Un grupo de investigadores del Instituto Tecnológico de Massachusetts (MIT), en Estados Unidos, examinó las partículas del asteroide Ryugu y descubrió señales de un campo magnético desaparecido en los confines del sistema solar, durante su proceso de formación. Los ejemplares del cuerpo celeste fueron recolectados por la misión Hayabusa 2 de la Agencia Espacial Japonesa (JAXA), y se distingue por haberse originado en los alrededores del Sol, manteniéndose sin alteraciones desde la formación de los planetas. La investigación fue publicada en AGU Advances.

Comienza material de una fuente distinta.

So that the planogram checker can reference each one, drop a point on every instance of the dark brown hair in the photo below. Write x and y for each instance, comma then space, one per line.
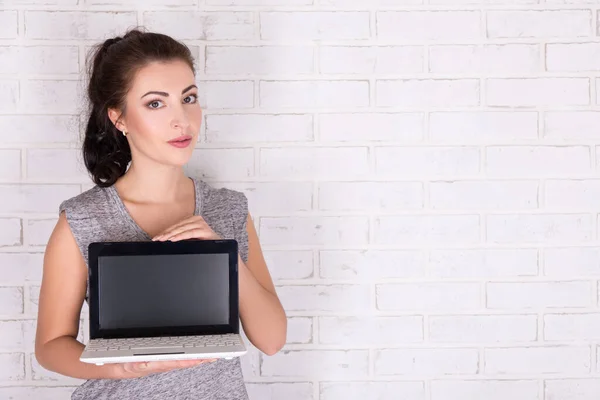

En las muestras, hallaron indicios de un tenue campo magnético que pudo afectar la creación de Ryugu, otros asteroides similares y hasta los planetas gigantes como Júpiter. Los campos magnéticos son esenciales en la creación de cualquier sistema estelar. De acuerdo con las teorías que cuentan con más respaldo científico sobre este tema, los campos facilitan el movimiento de la materia y su acumulación en el centro de una nube molecular para dar inicio a una estrella, y un proceso parecido fomenta la formación de planetas.
Mercurio, Venus, nuestro planeta Tierra y Marte se originaron por la dinámica de esos campos de gas nebuloso que capturaron el polvo disperso. En cuanto a los planetas exteriores y asteroides, es probable que el mismo proceso haya ocurrido, aunque la comunidad científica no cuenta con suficientes pruebas que respalden esta teoría. El antiguo campo magnético periférico, por su parte, probablemente era muy débil y persistió lo suficiente para quedar impregnado en los primeros objetos rocosos.
¿Cómo se originó el campo magnético primitivo?
Mientras el Sol se estaba formando, hubo burbujas iniciales de flujo magnético que dieron forma a las nubes de polvo. Los astrónomos intentan aclarar esos campos de nebulosas utilizando toda la información que hay en la actualidad. El campo nebular que se encontró en Ryugu probablemente se creó por la interacción del gas ionizado que rotaba alrededor.